In der Ferne erhob sich die Burg dunkel und mächtig, aber selbst der Wächter mit den schärfsten Augen würde ihn hier nicht ausmachen können. Vereinzelt brannten Lichter im Turm und auf der Mauer.
Nicole hatte gemeint, dass sie sich unbemerkt aus der Burg stehlen könnte, doch mit jedem Augenblick, der verstrich, wurde sich Henry unsicherer. Würde sie kommen? Was sollte er tun, wenn sie nicht erschien?
Sehnsuchtsvoll blickte er zu dem Weg hinüber, den sie jeden Moment entlangkommen müsste. Nichts zu sehen, nur eine Eule flatterte darüber hinweg.

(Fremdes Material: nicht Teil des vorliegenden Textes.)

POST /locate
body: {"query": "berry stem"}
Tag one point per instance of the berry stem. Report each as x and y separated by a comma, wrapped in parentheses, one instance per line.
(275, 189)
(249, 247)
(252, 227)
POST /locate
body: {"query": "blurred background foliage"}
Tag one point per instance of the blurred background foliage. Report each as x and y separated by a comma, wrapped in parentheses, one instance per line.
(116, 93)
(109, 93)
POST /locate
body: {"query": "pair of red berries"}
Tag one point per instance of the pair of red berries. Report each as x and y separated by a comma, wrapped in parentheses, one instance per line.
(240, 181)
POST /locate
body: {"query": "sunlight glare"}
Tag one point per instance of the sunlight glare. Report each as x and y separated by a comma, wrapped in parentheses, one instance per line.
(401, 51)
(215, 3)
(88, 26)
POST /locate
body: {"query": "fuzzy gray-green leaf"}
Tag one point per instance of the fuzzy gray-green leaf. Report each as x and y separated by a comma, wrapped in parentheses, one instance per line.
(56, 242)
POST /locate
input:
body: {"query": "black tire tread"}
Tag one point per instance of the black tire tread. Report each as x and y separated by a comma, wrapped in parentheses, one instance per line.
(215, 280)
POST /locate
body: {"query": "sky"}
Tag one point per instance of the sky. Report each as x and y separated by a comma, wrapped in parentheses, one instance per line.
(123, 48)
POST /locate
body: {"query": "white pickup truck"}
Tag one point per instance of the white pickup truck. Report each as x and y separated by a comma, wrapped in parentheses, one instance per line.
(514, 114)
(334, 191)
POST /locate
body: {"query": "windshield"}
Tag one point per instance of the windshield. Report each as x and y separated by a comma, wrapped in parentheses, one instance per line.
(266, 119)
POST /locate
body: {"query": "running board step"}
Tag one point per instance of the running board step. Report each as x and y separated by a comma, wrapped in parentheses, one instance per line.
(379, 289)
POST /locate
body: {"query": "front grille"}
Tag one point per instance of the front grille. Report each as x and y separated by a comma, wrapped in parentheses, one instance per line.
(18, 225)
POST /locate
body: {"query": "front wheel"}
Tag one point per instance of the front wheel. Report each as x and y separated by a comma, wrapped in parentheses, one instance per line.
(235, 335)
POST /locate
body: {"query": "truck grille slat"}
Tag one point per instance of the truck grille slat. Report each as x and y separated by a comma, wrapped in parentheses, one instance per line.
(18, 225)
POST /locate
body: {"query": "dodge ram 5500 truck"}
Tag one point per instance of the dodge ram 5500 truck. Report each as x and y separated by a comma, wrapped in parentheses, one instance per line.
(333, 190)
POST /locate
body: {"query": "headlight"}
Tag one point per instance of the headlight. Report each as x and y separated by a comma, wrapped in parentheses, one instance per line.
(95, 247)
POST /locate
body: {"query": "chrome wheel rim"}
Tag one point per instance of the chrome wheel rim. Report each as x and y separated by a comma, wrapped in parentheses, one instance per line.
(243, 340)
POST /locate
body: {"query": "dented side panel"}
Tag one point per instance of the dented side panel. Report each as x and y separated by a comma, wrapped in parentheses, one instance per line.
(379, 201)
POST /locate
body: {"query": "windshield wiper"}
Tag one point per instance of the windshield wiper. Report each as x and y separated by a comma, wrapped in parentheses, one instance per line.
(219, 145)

Wenn ich Schwingen hätte, dachte Henry, dann würde ich an ihr Fenster fliegen und sie mit mir forttragen. Aber er war mit den Füßen an die Erde gekettet, daher blieb ihm nichts weiter übrig, als hier zu stehen und zu warten.
Als die Eule zum fünften Mal ihren durchdringenden Schrei ausstieß, bemerkte er plötzlich ein Rascheln. Es war leise, wie der Schritt eines Rehs auf Futtersuche.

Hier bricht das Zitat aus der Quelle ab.